Sexta-feira, 09.06.17

O que falta aqui? Falta quem prometeu ficar, falta cumprir todas as promessas e desejos. O que me falta aqui? Faltas-me tu, simples assim – mas não é por isso que vens, e não é por isso que me vês (sou-te tão invisível). Faltas-me, e que mais há a dizer sobre a tua falta? Faltas-me, tanto e infinitamente. Faltas-me como se alguma vez estivesses presente em mim. Faltas-me como se me faltasse o mundo inteiro. Faltas-me, e sinto falta de quando não me fazias falta nenhuma. O que me falta aqui és tu.

Neste pequeno sítio estou eu. Numa sala fechada. Sem saber o que fazer. Estou sentada no chão, e tenho ao lado uma garrafa - a primeira do dia – dentro dela tenho 86400 gotas que consumo, por vezes rápido e sem que por isso consiga sentir o sabor amargo a álcool, outras vezes tão lentamente que sinto todo o seu sabor sem o conseguir evitar, consumo-o enquanto ele me consome a mim, sem dó ou piedade. Estou cativa dele porque ele me cativa, enquanto quase preenche o vazio que tu me fazes sentir – odeio a tua ausência.

Encho mais um copo e transbordo-o de bebida, mais do mesmo e nada de novo. Álcool, meu estimado amigo, que tanto desejo quando de ti não me faltam desejos.

És uma tentativa de acerto que sempre que tento cumprir, erro cada vez mais: Somos um erro é verdade, mas não é por isso que te nego. Talvez eu goste de errar sei lá, ou talvez eu goste tanto de ti que não me importo se erro ou não.

Não me sinto segura, quando me olhas. Sinto um vazio enorme nos teus olhos, quando me encaras. Sinto tristeza na tua voz, e mágoa na tua alma. Sinto-me dona do mundo quando falo de ti, e sinto que não devia sentir tanto. Mas sinto, desculpa-me: sinto muito por sentir tanto.

Sinto-te. Um toque leve e suave.
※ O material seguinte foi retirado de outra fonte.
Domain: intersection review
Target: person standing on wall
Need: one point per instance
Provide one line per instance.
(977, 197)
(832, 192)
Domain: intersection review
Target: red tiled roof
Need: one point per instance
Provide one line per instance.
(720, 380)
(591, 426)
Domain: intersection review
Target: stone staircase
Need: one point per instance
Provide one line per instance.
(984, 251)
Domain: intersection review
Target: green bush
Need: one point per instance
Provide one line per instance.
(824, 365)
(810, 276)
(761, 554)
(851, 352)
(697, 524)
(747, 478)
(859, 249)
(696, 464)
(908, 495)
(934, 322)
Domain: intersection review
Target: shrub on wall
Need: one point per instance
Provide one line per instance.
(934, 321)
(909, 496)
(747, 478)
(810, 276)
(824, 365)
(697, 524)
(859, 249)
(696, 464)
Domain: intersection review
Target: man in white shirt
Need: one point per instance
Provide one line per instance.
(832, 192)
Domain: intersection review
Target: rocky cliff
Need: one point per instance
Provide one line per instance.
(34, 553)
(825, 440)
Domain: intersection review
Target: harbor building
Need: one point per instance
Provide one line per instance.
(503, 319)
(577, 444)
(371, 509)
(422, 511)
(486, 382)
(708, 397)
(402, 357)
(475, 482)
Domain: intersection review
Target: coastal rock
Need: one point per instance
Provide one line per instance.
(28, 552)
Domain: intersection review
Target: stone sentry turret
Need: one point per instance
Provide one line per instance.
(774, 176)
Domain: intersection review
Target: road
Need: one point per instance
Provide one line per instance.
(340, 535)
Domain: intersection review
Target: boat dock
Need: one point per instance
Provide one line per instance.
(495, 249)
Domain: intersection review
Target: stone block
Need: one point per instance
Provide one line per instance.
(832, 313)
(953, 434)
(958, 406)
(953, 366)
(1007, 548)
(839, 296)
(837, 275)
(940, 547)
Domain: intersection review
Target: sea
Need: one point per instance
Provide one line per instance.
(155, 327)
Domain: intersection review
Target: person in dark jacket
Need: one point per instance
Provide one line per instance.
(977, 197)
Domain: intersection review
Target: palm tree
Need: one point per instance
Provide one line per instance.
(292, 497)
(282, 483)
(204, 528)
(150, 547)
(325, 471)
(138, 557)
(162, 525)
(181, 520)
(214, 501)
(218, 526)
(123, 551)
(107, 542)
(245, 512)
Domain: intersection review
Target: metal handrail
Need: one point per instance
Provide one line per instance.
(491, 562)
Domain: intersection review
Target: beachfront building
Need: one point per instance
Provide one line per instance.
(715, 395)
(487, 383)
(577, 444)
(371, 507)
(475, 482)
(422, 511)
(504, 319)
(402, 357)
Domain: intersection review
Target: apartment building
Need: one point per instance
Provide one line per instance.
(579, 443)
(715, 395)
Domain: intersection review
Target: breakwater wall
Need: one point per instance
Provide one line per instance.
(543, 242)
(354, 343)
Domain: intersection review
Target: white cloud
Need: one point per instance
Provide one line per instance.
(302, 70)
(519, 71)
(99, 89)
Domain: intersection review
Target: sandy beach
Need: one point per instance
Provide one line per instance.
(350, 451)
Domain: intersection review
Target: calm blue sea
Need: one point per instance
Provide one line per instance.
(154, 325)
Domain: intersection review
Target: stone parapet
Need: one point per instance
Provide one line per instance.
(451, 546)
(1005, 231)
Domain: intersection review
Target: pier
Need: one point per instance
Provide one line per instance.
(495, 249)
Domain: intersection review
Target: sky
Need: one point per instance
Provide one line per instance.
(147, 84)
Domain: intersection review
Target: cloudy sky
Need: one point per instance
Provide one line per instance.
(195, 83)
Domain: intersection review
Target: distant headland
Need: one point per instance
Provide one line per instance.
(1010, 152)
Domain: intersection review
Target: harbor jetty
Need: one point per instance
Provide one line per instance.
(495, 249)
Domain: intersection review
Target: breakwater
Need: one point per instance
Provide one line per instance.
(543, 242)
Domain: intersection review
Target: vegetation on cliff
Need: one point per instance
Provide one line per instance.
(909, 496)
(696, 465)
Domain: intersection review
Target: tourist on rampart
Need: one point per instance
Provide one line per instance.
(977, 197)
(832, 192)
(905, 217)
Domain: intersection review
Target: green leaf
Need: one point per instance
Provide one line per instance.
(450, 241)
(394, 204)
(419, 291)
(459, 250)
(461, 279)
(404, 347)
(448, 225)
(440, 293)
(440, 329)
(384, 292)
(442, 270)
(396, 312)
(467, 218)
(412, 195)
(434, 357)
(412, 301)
Sinto-te. E espero que tu também me sintas. Sinto-te, e desejo não te sentir mais. Rendo-me completamente aos teus jogos, e estou, novamente, aos teus pés. Não sei como, mas sinto-te tanto como quem sente tudo, e não evita nada. Não te evito mais. Se olhas, eu não desvio o olhar, nem por um segundo. Se sorris, faço-te o mesmo… mas tu já não me sorris, tu já nem me olhas.

Tenho lágrimas nos olhos, e o coração nas mãos. E tu, tens as mãos nos bolsos, e o coração no peito de outro alguém. Enquanto te olho, tu olhas para ela. Enquanto te amo, tu ama-la a ela. Talvez no dia que eu não te ame, tu a deixes de amar.

Mais uma bebida e um suspiro. As horas passam e o tempo não me muda, nem por um segundo.

Desejo dizer-te o que me impede de te olhar mas tu estás demasiado ocupado. Não me permito mais chorar por ti, alucino um pouco, e estou noutra realidade (naquela onde tu e eu existimos) - a única que não existe. A realidade parece tão absurda quando passo por ti, parece que esta não existe e apenas nós os dois existimos; na real, nós existimos, mas separados.

Penso em ti como quem te chama, e sem hesitar grita o teu nome: quero parar as saudades mas nunca soube como o fazer. Quero dizer-te tanta coisa, e acabo por apenas passar por ti, e baixar a cabeça.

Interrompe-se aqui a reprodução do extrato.